Make your first move count
In both crises, the news spread almost immediately, and the brands were called on to act quickly and wisely. Did they?
Pepsi, accused of trivializing peaceful protests and minimizing the Black Lives Matter movement, responded with an apology and quickly removed the ad. For many it was too little, too late. Twitter was already flooded with people feeling indignant and mocking the ad, including a sarcastic but on-point tweet from Bernice A. King, daughter of Martin Luther King, Jr., who answered with, “If only Daddy would have known about the power of #Pepsi.” SNL even spoofed the ad in a skit.
United’s CEO, Oscar Munoz, responded the day after the United incident occurred, calling it an “unfortunate event” and “deeply regrettable.” Days later, as more footage emerged and mocking memes were created, Munoz released additional statements that seemed more sincere and remorseful. Munoz said that he felt “ashamed” and outlined how the airline intended to handle the situation moving forward.
Reverse the curse
After the dust settles, there is a great opportunity to make amends, turn a crisis into an opportunity and promote a positive outcome—if possible.

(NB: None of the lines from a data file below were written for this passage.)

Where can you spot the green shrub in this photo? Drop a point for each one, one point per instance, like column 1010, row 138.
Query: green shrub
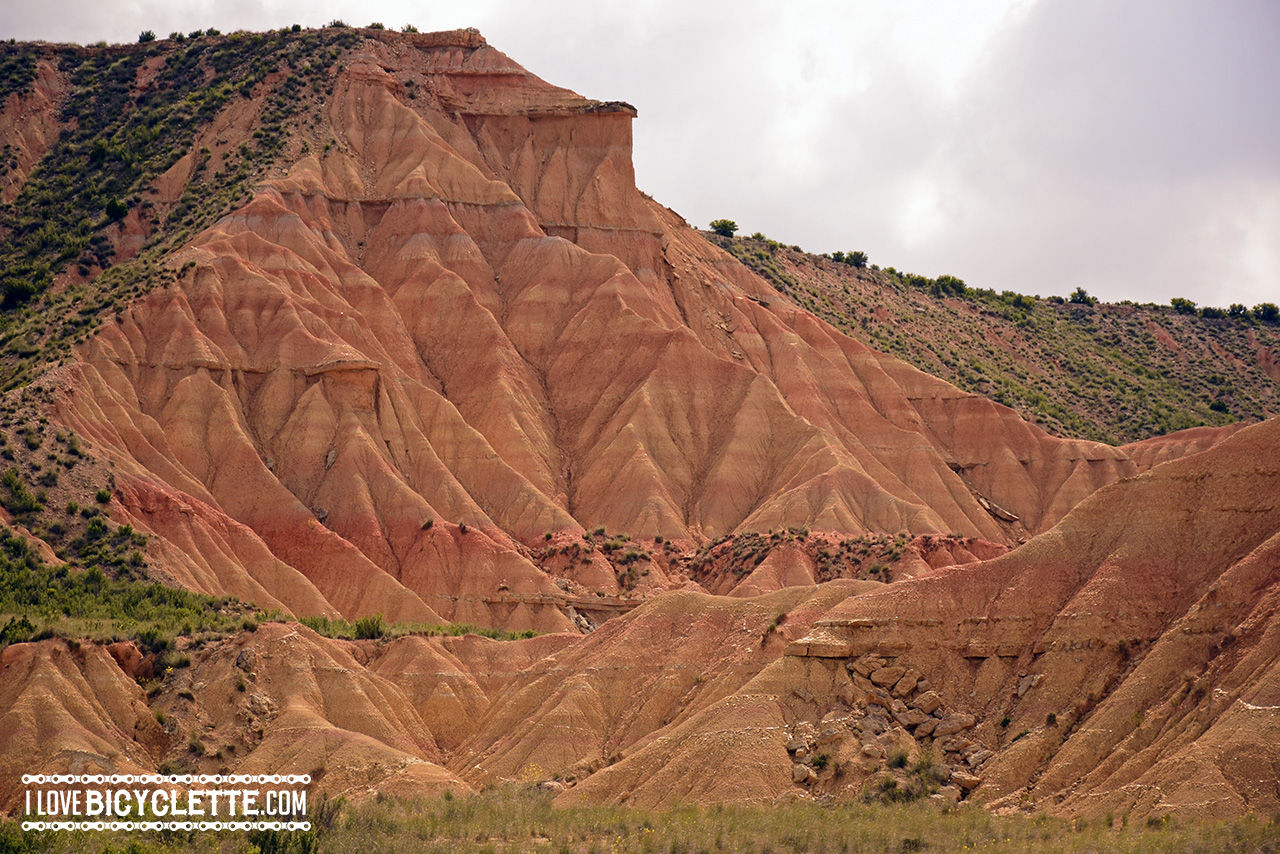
column 725, row 227
column 370, row 628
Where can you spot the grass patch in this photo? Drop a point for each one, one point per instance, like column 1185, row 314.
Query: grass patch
column 511, row 820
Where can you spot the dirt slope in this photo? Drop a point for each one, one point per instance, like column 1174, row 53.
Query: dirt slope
column 448, row 324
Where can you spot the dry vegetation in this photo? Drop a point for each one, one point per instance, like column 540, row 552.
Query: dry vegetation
column 521, row 820
column 1111, row 373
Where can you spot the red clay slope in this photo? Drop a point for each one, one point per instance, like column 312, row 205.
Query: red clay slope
column 457, row 307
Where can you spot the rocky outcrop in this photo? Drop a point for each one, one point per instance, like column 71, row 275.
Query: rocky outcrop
column 1118, row 651
column 452, row 325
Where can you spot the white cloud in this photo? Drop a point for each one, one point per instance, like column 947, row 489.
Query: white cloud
column 1130, row 146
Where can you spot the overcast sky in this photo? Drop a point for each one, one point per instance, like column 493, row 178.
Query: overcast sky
column 1127, row 146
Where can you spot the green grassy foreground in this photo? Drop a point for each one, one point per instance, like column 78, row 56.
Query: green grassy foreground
column 512, row 820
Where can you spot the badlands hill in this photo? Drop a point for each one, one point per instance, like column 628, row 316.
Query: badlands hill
column 357, row 323
column 1109, row 371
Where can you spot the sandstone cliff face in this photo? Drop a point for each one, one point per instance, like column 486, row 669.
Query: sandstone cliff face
column 1130, row 648
column 452, row 324
column 451, row 327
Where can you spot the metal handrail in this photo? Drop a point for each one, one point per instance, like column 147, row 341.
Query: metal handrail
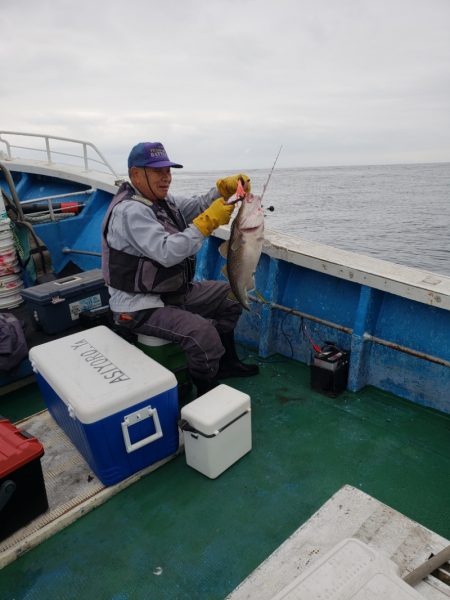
column 51, row 152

Pepsi’s response was much more minimal than United’s. Although the public’s immediate response to the commercial was largely and vocally negative, more positive feelings towards the company eventually emerged. And, as it turned out, many people actually liked the ad. Citing a poll from The Morning Consult, Madeline Farber at Fortune wrote that “about 44% of people had a more favorable view of Pepsi after watching the ad. Only 25% of those surveyed has a less favorable view.” If Pepsi can avoid additional controversies, it’s likely that the soda brand can recover.

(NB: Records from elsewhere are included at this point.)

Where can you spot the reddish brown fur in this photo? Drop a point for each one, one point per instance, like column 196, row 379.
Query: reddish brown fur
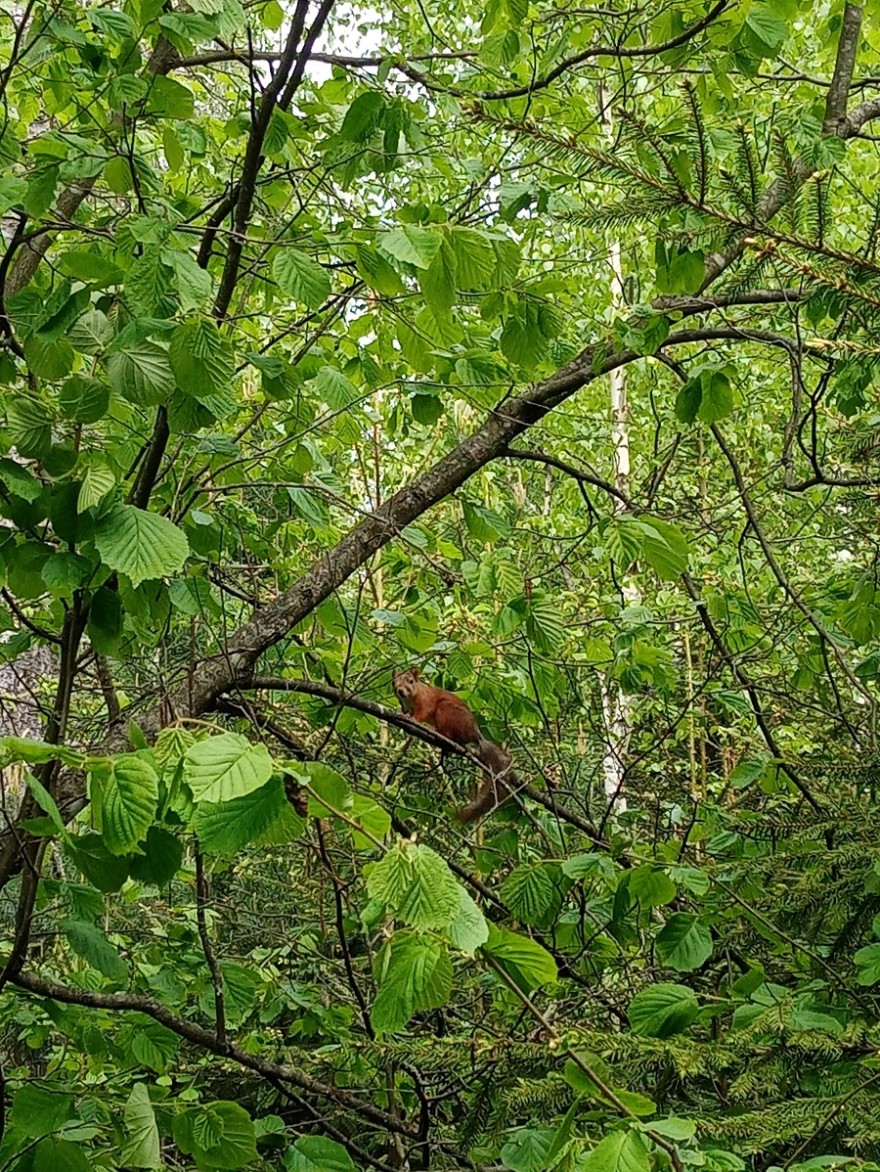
column 452, row 719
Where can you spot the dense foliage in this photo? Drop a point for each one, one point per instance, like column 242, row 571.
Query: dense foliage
column 532, row 343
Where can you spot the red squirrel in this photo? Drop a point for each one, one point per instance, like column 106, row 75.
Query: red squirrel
column 454, row 720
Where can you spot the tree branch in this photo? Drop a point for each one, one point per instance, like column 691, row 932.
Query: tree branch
column 207, row 1041
column 843, row 76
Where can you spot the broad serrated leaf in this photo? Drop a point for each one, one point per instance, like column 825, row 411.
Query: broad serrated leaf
column 91, row 944
column 202, row 361
column 416, row 884
column 129, row 795
column 91, row 333
column 28, row 423
column 483, row 523
column 141, row 373
column 224, row 828
column 532, row 892
column 161, row 860
column 140, row 544
column 663, row 547
column 141, row 1146
column 475, row 258
column 19, row 481
column 684, row 942
column 334, row 388
column 662, row 1010
column 622, row 1151
column 469, row 929
column 406, row 969
column 525, row 961
column 83, row 400
column 623, row 542
column 195, row 285
column 226, row 767
column 316, row 1153
column 301, row 278
column 97, row 481
column 411, row 245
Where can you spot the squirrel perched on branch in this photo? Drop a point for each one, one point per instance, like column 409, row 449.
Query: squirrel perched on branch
column 452, row 719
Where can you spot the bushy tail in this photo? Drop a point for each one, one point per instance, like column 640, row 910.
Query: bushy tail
column 498, row 784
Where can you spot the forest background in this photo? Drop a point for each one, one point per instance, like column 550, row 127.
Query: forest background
column 533, row 343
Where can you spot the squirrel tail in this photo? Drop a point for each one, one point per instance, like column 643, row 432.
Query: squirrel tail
column 496, row 788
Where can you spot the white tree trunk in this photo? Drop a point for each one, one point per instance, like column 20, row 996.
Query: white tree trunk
column 616, row 706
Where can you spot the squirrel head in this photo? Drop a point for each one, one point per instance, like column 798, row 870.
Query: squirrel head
column 406, row 682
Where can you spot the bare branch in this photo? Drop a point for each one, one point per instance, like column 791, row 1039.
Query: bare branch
column 843, row 76
column 207, row 1041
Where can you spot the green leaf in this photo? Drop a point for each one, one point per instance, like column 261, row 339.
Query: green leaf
column 532, row 892
column 525, row 961
column 362, row 116
column 224, row 828
column 301, row 277
column 417, row 886
column 141, row 1147
column 83, row 400
column 377, row 273
column 688, row 400
column 141, row 373
column 54, row 1155
column 90, row 942
column 172, row 149
column 483, row 523
column 469, row 928
column 140, row 544
column 867, row 962
column 623, row 542
column 680, row 1131
column 103, row 870
column 91, row 333
column 28, row 423
column 195, row 286
column 766, row 26
column 115, row 24
column 717, row 397
column 226, row 767
column 438, row 280
column 527, row 1150
column 202, row 361
column 129, row 795
column 106, row 621
column 161, row 860
column 663, row 547
column 475, row 258
column 411, row 245
column 63, row 572
column 334, row 388
column 406, row 971
column 40, row 1109
column 374, row 819
column 19, row 481
column 622, row 1151
column 171, row 99
column 650, row 886
column 47, row 359
column 316, row 1153
column 662, row 1010
column 117, row 175
column 97, row 481
column 90, row 266
column 218, row 1135
column 684, row 942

For United, however, the disturbing headlines have continued weeks after the incident, and the CEO’s initial tepid response did not help to assuage the angry public. Since the initial fiasco, several more passengers have come forward with complaints, and many have filed lawsuits after being removed from their seats or for other similar mistreatments. The saga continues, and it’s clear that as more disgruntled customers come forward, more negative news will continue to hit newsfeeds.
So, is any coverage good coverage?
Pepsi might be ready to laugh off the advertising misstep by now, but United is definitely still paying a heavy price for its employees-first policy. The negative publicity is likely to continue until real change occurs. Certainly, their PR team must step up their damage control game, but the key to management of this crisis is actual airline performance. With its falling stock price, customer boycott and ongoing negative press, the United “curse” persists.